Intracellular membrane trafficking in eukaryotic cells involves fusion of membrane-bounded compartments (1) and is mediated by the SNARE (soluble N-ethylmaleimide-sensitive factor attachment protein receptor) proteins found on both the vesicle (v-SNARE) and target membranes (t-SNARE)(2-4). In neurons, synaptotagmin 1 (Syt1) is a Ca2+ sensor that interacts with SNAREs and membranes to mediate synaptic vesicle fusion, triggering synchronous neurotransmission (3, 5, 6). Proteoliposome fusion mediated by the t- and v-SNARE proteins is a useful in vitro system (7) for dissecting the molecular functions of presynaptic fusion regulators including Syt1 (5, 6, 8). The soluble Syt1 variant, which has the two cytoplasmic C2 domains but lacks the transmembrane domain, has been the subject of extensive studies (9-14). This ‘soluble C2AB’ accelerates proteoliposome fusion to reach a time constant of about 10 s when 100 μM or 1 mM Ca2+ is added (13, 14). However, when the full-length, membrane-anchored Syt1 is used, addition of the same levels of Ca2+ instead inhibits fusion (12, 15, 16). This membrane anchor is preserved in all isoforms of the Syt family except Syt17 (17), suggesting that it plays an important role in regulating synaptic vesicle fusion. Understanding this currently hidden role of the membrane anchor requires the study of Ca2+-evoked vesicle fusion stimulated by membrane-anchored Syt1.

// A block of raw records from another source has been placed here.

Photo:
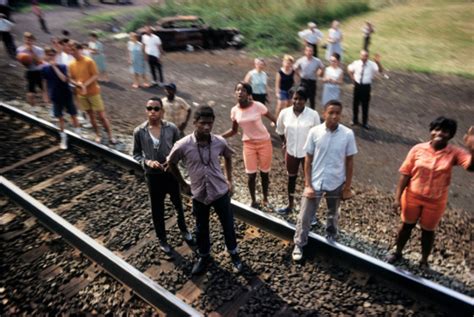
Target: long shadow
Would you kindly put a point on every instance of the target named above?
(376, 134)
(379, 252)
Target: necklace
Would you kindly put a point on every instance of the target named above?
(201, 156)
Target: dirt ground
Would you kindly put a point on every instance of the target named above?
(400, 111)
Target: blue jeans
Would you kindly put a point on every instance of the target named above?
(226, 218)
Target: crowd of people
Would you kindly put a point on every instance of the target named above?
(68, 73)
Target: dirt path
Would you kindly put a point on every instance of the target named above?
(401, 107)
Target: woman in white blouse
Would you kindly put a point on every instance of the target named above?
(332, 79)
(334, 40)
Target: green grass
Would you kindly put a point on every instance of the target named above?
(429, 36)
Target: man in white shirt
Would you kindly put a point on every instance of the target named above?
(311, 37)
(308, 69)
(362, 72)
(153, 51)
(330, 149)
(293, 126)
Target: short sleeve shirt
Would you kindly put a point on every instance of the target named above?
(203, 164)
(176, 111)
(81, 70)
(151, 43)
(308, 68)
(58, 90)
(430, 171)
(329, 150)
(296, 128)
(250, 120)
(38, 51)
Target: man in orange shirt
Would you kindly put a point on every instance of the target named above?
(422, 191)
(84, 74)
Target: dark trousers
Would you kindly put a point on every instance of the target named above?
(154, 62)
(366, 43)
(310, 87)
(158, 186)
(226, 218)
(315, 48)
(361, 96)
(9, 43)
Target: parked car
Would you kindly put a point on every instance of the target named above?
(181, 32)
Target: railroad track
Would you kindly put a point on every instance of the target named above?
(101, 192)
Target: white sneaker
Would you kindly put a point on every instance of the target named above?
(297, 254)
(63, 144)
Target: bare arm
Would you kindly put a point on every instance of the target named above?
(228, 173)
(346, 191)
(277, 84)
(232, 131)
(402, 184)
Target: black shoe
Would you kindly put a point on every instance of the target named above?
(394, 257)
(165, 247)
(284, 211)
(237, 262)
(188, 238)
(201, 265)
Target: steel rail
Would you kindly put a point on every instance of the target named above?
(142, 285)
(450, 300)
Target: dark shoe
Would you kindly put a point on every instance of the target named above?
(237, 262)
(424, 265)
(394, 257)
(188, 238)
(165, 247)
(201, 265)
(284, 211)
(255, 205)
(331, 237)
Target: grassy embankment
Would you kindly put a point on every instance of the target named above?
(432, 36)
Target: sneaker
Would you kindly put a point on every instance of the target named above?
(63, 143)
(284, 211)
(188, 238)
(394, 257)
(235, 258)
(165, 247)
(297, 254)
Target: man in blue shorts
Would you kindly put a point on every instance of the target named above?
(56, 89)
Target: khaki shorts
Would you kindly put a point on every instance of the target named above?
(93, 103)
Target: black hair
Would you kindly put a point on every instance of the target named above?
(445, 124)
(246, 86)
(157, 99)
(333, 102)
(204, 111)
(301, 91)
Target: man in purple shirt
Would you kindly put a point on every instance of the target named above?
(201, 151)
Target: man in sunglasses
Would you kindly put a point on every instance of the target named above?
(152, 142)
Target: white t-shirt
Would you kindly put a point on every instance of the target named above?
(151, 42)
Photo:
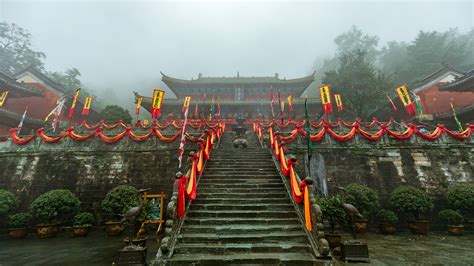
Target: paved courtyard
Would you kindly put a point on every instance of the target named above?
(98, 249)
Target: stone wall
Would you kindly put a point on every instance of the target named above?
(89, 168)
(383, 166)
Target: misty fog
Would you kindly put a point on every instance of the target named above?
(123, 45)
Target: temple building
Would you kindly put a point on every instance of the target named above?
(33, 89)
(249, 96)
(435, 101)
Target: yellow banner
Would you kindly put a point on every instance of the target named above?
(76, 96)
(187, 101)
(337, 98)
(3, 98)
(157, 98)
(87, 104)
(403, 94)
(325, 94)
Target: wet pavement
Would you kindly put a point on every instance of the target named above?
(95, 249)
(99, 249)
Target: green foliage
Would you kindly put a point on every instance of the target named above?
(333, 212)
(451, 217)
(362, 85)
(55, 206)
(387, 216)
(19, 220)
(411, 200)
(363, 198)
(461, 197)
(8, 202)
(83, 219)
(112, 113)
(16, 51)
(119, 200)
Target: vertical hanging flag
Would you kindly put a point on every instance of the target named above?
(183, 137)
(307, 128)
(196, 110)
(74, 101)
(186, 102)
(3, 98)
(281, 107)
(21, 121)
(139, 104)
(87, 105)
(393, 104)
(290, 103)
(458, 123)
(211, 114)
(404, 96)
(273, 102)
(56, 111)
(337, 99)
(325, 94)
(157, 101)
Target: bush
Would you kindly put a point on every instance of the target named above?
(333, 212)
(461, 198)
(8, 202)
(363, 198)
(119, 200)
(55, 206)
(83, 219)
(451, 217)
(19, 220)
(411, 200)
(387, 217)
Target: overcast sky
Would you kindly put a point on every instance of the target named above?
(125, 44)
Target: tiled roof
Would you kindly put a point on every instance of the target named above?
(15, 88)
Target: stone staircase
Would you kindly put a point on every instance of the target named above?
(242, 214)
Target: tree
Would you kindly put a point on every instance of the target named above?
(15, 49)
(360, 84)
(409, 62)
(113, 113)
(69, 79)
(353, 39)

Here, we used a single-vesicle fluorescence fusion assay to track the time course of individual vesicle-vesicle fusion events (fig. S1)(18, 19). The assay involves one group of vesicles (called v-vesicles), containing v-SNARE, full-length Syt1 and lipidic acceptor dyes, immobilized on an imaging surface. A second group of vesicles (t-vesicles), with the precomplex of t-SNAREs and lipidic donor dyes, are mixed with a desired concentration of Ca2+ and introduced for reaction via microfluidic buffer exchange. When the t-vesicles react with the surface-immobilized v-vesicles, a single-vesicle complex is formed that can be detected by an increase in the efficiency of the fluorescence resonance energy transfer (FRET) between the donor and acceptor dyes. Docking between t- and v-vesicles generates a FRET efficiency of less than 0.2, while the fully fused state generates 0.75 or higher (18).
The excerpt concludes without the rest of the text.